- Theatrical release poster
- Directed by: Daya
- Written by: Daya
- Produced by: Raju; Ch Bhanu Prasad Reddy;
- Starring: Brahmaji; Aamani; Kethiri Sudhakar Reddy; Dhanya Balakrishna;
- Cinematography: Vasu Pendem
- Edited by: Aalayam Anil
- Music by: RR Dhruvan
- Production companies: Comrade Film Factory; Atheera Productions;
- Release date: 21 February 2025;
- Running time: 120 minutes
- Country: India
- Language: Telugu

= Baapu =

2025 Indian Telugu-language film by Daya

Baapu is a 2025 Indian Telugu-language comedy drama film written and directed by Daya. The film features Brahmaji, Aamani, Kethiri Sudhakar Reddy and Dhanya Balakrishna in important roles.

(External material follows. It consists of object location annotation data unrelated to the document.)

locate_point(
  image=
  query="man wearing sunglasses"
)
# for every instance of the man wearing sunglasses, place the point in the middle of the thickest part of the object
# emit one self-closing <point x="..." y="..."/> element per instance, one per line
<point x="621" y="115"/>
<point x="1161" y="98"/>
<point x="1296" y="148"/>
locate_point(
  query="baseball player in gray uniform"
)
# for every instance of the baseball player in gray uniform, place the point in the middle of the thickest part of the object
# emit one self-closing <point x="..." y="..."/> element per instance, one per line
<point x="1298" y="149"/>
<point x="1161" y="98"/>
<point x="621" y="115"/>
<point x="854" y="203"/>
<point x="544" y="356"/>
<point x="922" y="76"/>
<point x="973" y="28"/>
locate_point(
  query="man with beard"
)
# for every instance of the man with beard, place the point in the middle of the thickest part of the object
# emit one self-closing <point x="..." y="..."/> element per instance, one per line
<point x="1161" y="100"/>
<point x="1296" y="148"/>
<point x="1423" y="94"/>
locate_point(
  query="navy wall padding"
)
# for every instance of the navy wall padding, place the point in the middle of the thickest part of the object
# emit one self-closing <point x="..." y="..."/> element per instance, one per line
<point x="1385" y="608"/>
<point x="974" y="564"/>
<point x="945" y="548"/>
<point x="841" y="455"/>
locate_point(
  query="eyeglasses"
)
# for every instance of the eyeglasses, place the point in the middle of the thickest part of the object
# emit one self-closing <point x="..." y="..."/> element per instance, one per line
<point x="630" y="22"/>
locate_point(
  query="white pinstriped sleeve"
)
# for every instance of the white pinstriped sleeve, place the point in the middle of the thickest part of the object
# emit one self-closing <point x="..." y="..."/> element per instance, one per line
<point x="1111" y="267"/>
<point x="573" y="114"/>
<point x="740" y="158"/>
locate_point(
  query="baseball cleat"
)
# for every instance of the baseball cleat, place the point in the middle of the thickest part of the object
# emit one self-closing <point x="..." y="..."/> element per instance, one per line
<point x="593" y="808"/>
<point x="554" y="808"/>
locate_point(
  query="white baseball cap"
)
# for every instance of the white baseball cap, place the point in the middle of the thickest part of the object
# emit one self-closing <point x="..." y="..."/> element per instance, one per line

The film was released on 21 February 2025.

== Plot ==
Mallanna (Brahmaji) is a marginal farmer with neck-deep debt after his cotton crop gets damaged, leaving him with no other go to repay his debt. His wife Saroja suggests him to kill his old father for the insurance amount deposited on his name. Will he take the unimaginable step and what happens at the end, is the story.

==Cast==
- Brahmaji as Mallanna
- Aamani as Saroja
- Kethiri Sudhakar Reddy as Rajayya
- Dhanya Balakrishna as Varalakshmi
- Racha Ravi as Chanti
- Srinivas Avasarala
- Mani Aegurla

== Music ==

| No. | Title | Lyrics | Singer(s) | Length |
|---|---|---|---|---|
| 1. | "Allo Neredallo Pilla" | Raghuram | Ram Miriyala | 3:20 |
| 2. | "Re Rela" | Kasarla Shyam | Madhu Priya | 3:15 |
| 3. | "Kangaree Padaku Ra" | Ala Raju | Anurag Kulkarni | 4:08 |
| 4. | "Saami Soodaraa" | Poorna Chary | Mangli | 3:16 |
| 5. | "Baapu Oggu Katha" | Raviteja Gara | Narra Sathish Yadav | 3:39 |

== Release and reception ==
Baapu was released on 21 February 2025. It was released on JioHotstar on 7 March 2025.

Sangeetha Devi Dundoo of The Hindu was positive towards lead cast performances, while stating that "lacklustre writing squanders the film’s potential". Aditya Devulapally of The New Indian Express wrote, "Baapu is a film that could have been extraordinary had it trusted its own cynicism. Daya constructs a world that is primed for a ruthless, pitch-black satire, but then hesitates, afraid of alienating our audiences with the film’s ambitious surgical grim".